I'm doing a simple machine learning project. At initial model, my model was over fitting, as I understood by googling and learning about what over fitting is and how to detect it. Then I used SMOTE to reduce over fitting and tried to find if it still over fits. I'm getting a graph that I'm unable to interpret and tried several links to understand what is happening but failed. Can anyone please tell me if this graph is okay or there is something wrong in it? (The picture and code is given below)
def EF_final(x_train, y_train, x_test, y_test):
train_scores, test_scores = [], []
values = [i for i in range(1, 21)]
# evaluate a decision tree for each depth
for i in values:
# configure the model
model_ef = ExtraTreesClassifier(n_estimators = 80, random_state=42, min_samples_split = 2, min_samples_leaf= 1, max_features = 'sqrt', max_depth= 24, bootstrap=False)
# fit model on the training dataset
model_ef.fit(x_train, y_train)
# evaluate on the train dataset
train_yhat = model_ef.predict(x_train)
train_acc = accuracy_score(y_train, train_yhat)

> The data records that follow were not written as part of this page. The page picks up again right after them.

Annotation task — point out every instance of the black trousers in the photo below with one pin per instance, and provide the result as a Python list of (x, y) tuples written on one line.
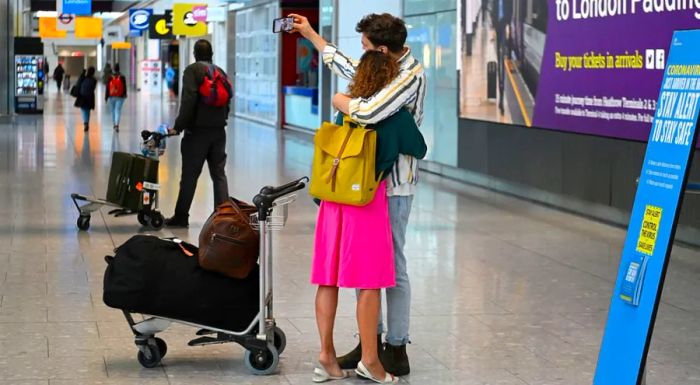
[(197, 147), (502, 54)]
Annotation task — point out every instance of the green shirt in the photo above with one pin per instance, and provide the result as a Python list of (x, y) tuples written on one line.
[(397, 134)]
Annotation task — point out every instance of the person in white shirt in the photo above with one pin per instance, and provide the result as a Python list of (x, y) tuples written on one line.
[(385, 33)]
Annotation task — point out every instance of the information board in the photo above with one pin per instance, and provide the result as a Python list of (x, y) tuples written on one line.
[(652, 226)]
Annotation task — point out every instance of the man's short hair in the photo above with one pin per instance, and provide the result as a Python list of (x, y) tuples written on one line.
[(203, 50), (384, 29)]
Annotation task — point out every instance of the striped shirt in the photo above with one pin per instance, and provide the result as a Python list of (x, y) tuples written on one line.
[(406, 90)]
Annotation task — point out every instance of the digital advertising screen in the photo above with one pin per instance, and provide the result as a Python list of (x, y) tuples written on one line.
[(585, 66)]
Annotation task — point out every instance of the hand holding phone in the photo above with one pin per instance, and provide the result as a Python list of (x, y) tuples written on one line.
[(282, 24)]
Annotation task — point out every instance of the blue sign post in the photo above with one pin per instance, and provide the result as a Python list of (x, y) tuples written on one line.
[(139, 20), (77, 7), (652, 226)]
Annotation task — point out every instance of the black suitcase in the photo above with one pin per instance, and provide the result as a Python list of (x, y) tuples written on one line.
[(155, 276), (491, 79), (127, 172)]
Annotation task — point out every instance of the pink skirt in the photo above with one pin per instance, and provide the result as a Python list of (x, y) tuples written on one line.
[(353, 246)]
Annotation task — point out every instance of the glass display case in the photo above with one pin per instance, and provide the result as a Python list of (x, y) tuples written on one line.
[(29, 80), (257, 64)]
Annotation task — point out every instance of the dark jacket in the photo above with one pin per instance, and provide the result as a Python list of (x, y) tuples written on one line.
[(397, 134), (507, 11), (194, 115), (58, 73), (86, 93), (123, 79)]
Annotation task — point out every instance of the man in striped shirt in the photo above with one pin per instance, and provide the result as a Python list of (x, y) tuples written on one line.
[(384, 33)]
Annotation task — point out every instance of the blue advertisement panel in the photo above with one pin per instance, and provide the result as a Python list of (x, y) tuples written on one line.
[(77, 7), (654, 216), (139, 20)]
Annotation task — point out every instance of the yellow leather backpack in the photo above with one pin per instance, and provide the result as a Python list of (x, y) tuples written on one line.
[(343, 169)]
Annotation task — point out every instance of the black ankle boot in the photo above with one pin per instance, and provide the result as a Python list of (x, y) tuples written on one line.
[(350, 360), (395, 360)]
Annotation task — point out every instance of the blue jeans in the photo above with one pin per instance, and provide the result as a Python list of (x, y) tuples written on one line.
[(86, 115), (398, 298), (116, 103)]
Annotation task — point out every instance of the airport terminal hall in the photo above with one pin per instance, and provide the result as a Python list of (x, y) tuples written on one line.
[(287, 192)]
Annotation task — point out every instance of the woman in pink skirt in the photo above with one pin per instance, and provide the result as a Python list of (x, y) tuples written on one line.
[(354, 249)]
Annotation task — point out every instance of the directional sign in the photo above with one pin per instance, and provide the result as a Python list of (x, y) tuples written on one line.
[(139, 19)]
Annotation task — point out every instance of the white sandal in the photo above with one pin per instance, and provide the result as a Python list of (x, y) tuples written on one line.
[(363, 372), (321, 375)]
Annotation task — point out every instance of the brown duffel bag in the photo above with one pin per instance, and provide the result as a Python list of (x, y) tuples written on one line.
[(227, 243)]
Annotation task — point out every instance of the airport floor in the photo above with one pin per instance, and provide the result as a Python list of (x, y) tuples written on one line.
[(505, 292)]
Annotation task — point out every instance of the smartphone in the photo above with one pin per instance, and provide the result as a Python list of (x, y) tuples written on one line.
[(282, 24)]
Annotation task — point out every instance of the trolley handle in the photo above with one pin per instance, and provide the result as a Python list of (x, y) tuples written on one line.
[(267, 190), (264, 201)]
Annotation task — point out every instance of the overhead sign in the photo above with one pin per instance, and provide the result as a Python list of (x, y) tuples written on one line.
[(199, 13), (66, 22), (47, 28), (76, 7), (652, 226), (184, 22), (159, 27), (88, 28), (121, 45), (139, 19)]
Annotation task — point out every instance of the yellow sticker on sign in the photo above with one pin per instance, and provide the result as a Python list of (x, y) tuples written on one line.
[(184, 21), (649, 231)]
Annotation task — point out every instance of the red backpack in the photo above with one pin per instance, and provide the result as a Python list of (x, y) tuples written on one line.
[(116, 86), (215, 89)]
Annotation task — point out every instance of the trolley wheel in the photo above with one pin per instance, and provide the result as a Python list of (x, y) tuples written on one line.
[(162, 347), (84, 222), (280, 340), (151, 358), (157, 220), (143, 218), (262, 362)]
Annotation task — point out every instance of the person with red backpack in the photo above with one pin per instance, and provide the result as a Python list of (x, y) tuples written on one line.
[(204, 109), (115, 94)]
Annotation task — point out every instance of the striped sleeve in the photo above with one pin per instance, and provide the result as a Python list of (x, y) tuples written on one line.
[(400, 92), (337, 62)]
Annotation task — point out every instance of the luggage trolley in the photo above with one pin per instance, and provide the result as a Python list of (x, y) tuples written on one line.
[(262, 339), (152, 146)]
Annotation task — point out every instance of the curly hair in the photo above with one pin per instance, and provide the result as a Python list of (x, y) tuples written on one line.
[(375, 71), (384, 29)]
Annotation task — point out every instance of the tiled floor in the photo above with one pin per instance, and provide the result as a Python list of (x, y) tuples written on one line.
[(505, 292)]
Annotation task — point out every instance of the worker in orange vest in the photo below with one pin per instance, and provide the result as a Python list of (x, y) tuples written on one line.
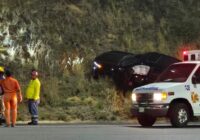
[(2, 108), (12, 94)]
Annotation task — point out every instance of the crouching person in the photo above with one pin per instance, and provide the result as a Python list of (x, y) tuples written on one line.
[(33, 97)]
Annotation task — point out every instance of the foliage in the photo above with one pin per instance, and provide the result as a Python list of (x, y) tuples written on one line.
[(61, 38)]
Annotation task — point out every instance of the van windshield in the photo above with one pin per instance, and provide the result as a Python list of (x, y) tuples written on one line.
[(176, 73)]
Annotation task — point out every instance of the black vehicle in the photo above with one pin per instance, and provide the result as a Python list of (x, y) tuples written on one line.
[(106, 63), (131, 70)]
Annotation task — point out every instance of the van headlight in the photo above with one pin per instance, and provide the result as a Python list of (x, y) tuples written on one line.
[(133, 97), (159, 96)]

train_scores.append(train_acc)
# evaluate on the test dataset
test_yhat = model_ef.predict(x_test)
test_acc = accuracy_score(y_test, test_yhat)
test_scores.append(test_acc)
# summarize progress
print('>%d, train: %.3f, test: %.3f' % (i, train_acc, test_acc))
# plot of train and test scores vs tree depth
plt.plot(values, train_scores, '-o', label='Train')
plt.plot(values, test_scores, '-o', label='Test')
plt.legend()
plt.show()
CodePudding user response:
Cant comment on results of your model prediction without viewing the data, but to answer your title question.
You seem to configure and create the same model in each loop without using the variable i
to change model depth . Even the random_state of the model is constant hence you can expect same result .
Consider switching the model configuration line to
model_ef = ExtraTreesClassifier(n_estimators = 80,min_samples_split = 2, min_samples_leaf= 1, max_features = 'sqrt', max_depth = i, bootstrap=False)
This will change the graph result to help u choose a better model, Accuracy can not be commented on however without knowing what kind of data is being passed.